L’Épouvantail et le Bûcheron en Fer Blanc commençaient maintenant à attacher les mulots au chariot, en utilisant les ficelles qu’ils avaient apportées. Une extrémité d’une ficelle était attachée autour du cou de chaque mulot et l’autre extrémité au chariot. Bien sûr, le chariot était mille fois plus grand que n’importe lequel des mulots qui devaient le tirer. Mais lorsque tous les mulots étaient attelés, ils étaient capables de le tirer assez facilement. Même l’Épouvantail et le Bûcheron en Fer Blanc pouvaient s’y asseoir, et ils étaient rapidement tirés par leurs étranges petits chevaux jusqu’à l’endroit où le Lion dormait.
Le travail était aussi difficile car le Lion était lourd. Finalement, ils parvenaient à le mettre sur le chariot. Ensuite, la Reine donnait rapidement l’ordre à son peuple de partir, car elle craignait que si les mulots restaient parmi les coquelicots trop longtemps, ils ne s’endormissent également.

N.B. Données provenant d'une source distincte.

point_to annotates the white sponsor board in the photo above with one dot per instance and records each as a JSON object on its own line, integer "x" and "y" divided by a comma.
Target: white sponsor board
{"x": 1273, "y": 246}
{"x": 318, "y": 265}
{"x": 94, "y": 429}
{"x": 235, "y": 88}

Au début, les petites créatures, bien qu’elles fussent nombreuses, avaient du mal à remuer le chariot lourdement chargé. Mais le Bûcheron en Fer Blanc et l’Épouvantail poussaient tous deux par derrière, ce qui les aidait à avancer plus facilement. Bientôt, ils faisaient rouler le Lion hors du lit de coquelicots vers les champs verts, où il pouvait respirer à nouveau l’air doux et frais, loin du parfum empoisonné des fleurs.
Dorothée les rejoignait et remerciait chaleureusement les petits mulots d’avoir sauvé son compagnon de la mort. Elle s’était tellement attachée au grand Lion qu’elle était contente qu’il ait été sauvé.
Ensuite, les mulots étaient détachés du chariot et s’enfuyaient à travers l’herbe vers leurs maisons. La Reine des Mulots était la dernière à partir.
« Si jamais vous avez encore besoin de nous, » disait-elle, « sortez dans le champ et appelez, et nous vous entendrons et viendrons à votre secours. Au revoir ! »
« Au revoir ! » répondaient-ils. La Reine s’enfuyait, tandis que Dorothée tenait Toto fermement au cas où il courrait après elle et l’effrayait.
Après cela, ils s’asseyaient à côté du Lion jusqu’à ce qu’il se réveille. L’Épouvantail apportait à Dorothée des fruits d’un arbre à proximité qu’elle mangeait pour son dîner.